Nachdem Du Cheng Ye Mei endlich sauber gemacht hatte, wickelte er sie in ein Badetuch und trug sie zurück ins Zimmer. Zum Glück hatte Ye Mei sich die Haare nicht gewaschen, da es schon so spät war; sonst hätte Du Cheng sich wohl nicht getraut, sie ins Bett zu legen.

Kaum unter der Decke, stieß Ye Mei ein zufriedenes Stöhnen aus und schlief noch tiefer.

Du Cheng setzte sich neben Ye Mei und begann, sie zu massieren, um ihr zu einem tiefen Schlaf zu verhelfen.

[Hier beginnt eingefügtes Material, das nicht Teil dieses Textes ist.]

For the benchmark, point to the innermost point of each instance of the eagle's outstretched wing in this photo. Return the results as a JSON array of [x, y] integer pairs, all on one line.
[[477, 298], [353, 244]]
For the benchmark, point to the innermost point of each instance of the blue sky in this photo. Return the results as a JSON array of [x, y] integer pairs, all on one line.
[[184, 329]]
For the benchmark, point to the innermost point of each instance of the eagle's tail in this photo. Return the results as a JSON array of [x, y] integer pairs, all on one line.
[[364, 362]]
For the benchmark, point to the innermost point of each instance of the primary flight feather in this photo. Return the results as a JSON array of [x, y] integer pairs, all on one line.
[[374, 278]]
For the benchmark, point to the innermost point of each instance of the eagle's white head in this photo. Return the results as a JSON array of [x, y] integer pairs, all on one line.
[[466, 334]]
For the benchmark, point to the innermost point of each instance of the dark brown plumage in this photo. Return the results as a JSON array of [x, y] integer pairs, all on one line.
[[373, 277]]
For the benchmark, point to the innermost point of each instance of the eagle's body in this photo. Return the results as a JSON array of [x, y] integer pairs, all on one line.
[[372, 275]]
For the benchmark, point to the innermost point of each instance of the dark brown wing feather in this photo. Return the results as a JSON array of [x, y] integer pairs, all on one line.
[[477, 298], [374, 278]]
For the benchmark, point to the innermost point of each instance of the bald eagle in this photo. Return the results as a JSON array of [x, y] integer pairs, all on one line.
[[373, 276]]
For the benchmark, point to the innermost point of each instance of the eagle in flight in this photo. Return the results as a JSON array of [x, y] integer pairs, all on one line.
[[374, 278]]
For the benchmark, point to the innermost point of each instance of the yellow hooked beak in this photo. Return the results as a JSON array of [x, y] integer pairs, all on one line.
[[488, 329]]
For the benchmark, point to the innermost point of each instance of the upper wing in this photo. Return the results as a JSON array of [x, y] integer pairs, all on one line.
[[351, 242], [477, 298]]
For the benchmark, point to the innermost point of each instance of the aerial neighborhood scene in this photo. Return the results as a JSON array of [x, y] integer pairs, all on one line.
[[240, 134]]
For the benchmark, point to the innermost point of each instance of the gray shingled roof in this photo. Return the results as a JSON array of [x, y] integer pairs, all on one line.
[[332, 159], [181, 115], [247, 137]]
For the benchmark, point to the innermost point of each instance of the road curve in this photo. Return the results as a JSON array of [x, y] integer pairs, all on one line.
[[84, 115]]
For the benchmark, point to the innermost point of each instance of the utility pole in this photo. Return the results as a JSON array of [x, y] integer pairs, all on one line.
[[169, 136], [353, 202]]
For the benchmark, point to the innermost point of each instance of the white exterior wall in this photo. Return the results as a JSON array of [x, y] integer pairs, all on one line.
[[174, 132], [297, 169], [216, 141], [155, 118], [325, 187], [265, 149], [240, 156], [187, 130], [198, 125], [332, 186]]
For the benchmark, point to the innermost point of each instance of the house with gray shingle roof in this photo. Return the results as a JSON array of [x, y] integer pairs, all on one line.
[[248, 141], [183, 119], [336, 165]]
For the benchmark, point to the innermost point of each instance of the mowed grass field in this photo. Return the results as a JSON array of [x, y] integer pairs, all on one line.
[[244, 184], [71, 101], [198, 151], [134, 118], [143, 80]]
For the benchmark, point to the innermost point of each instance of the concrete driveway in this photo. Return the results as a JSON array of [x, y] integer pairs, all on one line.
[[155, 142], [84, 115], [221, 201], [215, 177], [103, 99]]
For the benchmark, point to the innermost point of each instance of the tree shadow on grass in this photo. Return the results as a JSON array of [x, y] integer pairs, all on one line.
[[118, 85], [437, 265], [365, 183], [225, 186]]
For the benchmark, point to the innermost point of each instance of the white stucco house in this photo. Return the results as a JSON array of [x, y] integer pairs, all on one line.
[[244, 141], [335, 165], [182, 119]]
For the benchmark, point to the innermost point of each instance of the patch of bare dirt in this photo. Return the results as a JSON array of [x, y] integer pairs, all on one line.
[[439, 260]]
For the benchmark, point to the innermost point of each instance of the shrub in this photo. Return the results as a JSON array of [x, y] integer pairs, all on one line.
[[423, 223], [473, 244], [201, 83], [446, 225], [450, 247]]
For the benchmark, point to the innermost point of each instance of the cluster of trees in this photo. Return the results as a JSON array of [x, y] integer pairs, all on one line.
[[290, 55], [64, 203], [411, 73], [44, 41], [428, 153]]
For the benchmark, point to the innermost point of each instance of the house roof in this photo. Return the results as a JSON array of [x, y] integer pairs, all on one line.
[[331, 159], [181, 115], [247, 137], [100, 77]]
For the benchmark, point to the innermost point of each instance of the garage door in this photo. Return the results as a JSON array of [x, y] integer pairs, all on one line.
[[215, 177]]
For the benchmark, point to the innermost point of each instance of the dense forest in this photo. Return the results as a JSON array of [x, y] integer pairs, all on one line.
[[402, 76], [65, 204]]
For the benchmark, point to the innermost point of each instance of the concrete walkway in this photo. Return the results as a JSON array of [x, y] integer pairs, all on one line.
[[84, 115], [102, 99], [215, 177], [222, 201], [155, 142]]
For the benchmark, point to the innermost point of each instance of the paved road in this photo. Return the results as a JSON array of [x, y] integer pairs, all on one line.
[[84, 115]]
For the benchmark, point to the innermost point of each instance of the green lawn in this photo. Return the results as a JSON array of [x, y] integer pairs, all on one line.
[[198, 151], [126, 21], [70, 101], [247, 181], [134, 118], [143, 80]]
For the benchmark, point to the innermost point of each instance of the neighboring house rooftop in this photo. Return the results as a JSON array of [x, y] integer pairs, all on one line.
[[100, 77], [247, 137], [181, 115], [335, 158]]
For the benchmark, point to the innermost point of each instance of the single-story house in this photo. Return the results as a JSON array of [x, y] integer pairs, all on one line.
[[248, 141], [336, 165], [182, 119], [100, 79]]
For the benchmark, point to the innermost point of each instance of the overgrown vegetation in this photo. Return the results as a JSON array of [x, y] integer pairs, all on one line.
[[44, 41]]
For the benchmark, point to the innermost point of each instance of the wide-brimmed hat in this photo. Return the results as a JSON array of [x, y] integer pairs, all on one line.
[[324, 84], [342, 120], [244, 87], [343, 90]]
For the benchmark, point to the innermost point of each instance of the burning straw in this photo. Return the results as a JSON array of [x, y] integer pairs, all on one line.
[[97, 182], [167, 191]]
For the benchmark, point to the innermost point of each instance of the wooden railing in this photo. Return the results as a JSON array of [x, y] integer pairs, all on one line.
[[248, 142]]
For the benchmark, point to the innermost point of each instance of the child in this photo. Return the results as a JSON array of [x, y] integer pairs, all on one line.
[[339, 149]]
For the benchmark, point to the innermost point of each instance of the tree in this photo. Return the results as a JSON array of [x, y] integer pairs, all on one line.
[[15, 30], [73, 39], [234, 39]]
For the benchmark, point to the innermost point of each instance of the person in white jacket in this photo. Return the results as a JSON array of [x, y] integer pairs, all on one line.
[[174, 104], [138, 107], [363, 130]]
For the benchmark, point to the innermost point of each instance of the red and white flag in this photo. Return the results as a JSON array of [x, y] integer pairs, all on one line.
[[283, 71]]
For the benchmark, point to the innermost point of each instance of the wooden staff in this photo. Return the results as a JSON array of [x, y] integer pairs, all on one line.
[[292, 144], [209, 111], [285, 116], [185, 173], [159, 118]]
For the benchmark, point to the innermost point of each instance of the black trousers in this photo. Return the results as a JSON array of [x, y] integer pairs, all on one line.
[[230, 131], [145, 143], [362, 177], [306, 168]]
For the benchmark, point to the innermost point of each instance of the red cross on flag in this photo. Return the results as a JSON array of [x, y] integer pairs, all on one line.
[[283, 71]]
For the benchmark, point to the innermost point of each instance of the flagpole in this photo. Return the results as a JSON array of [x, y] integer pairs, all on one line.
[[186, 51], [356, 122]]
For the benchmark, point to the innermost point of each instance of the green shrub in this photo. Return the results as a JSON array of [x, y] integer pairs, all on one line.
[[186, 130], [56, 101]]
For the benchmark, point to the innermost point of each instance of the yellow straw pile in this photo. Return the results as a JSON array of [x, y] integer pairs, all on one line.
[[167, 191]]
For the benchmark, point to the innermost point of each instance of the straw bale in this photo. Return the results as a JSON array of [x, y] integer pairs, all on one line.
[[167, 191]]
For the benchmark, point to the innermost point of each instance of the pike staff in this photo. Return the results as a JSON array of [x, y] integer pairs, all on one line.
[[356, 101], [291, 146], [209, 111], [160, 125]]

Er sagte, die Müdigkeit würde morgen beim Aufwachen von selbst verschwinden.

Am nächsten Morgen stand Du Cheng früh auf und ging nach unten, um den alten Mann beim Tai-Chi-Üben zu begleiten. Nachdem Ah Hu beim letzten Mal mit Du Cheng trainiert hatte, übte er sein Boxen noch ernsthafter und erkannte nun deutlich den enormen Unterschied zwischen seiner eigenen Kraft und der von Du Cheng.

Ye Mei wachte sehr spät auf. Sie war eine so tiefe Schläferin, dass sie bis nach neun Uhr morgens schlief, bevor sie endlich ihre noch verschlafenen Augen öffnete.

Ye Mei muss heute nicht arbeiten. Ye Nanling hat ihr einen freien Tag verschafft, teils damit sie sich gut erholen kann, teils damit Du Cheng und Ye Mei eine schöne Zeit zusammen verbringen können, da Ye Mei voraussichtlich Ende des Monats für ein weiteres Studium in die Vereinigten Staaten reisen wird.

Als Ye Mei die Augen öffnete, saß Du Cheng bereits lange am Tisch und wartete auf sie.

Als Ye Mei den zärtlichen Blick in Du Chengs Augen sah, war sie tief bewegt, aber auch ein wenig traurig. Die Erinnerung an die Szene der letzten Nacht ließ ihr Tränen in die Augen steigen.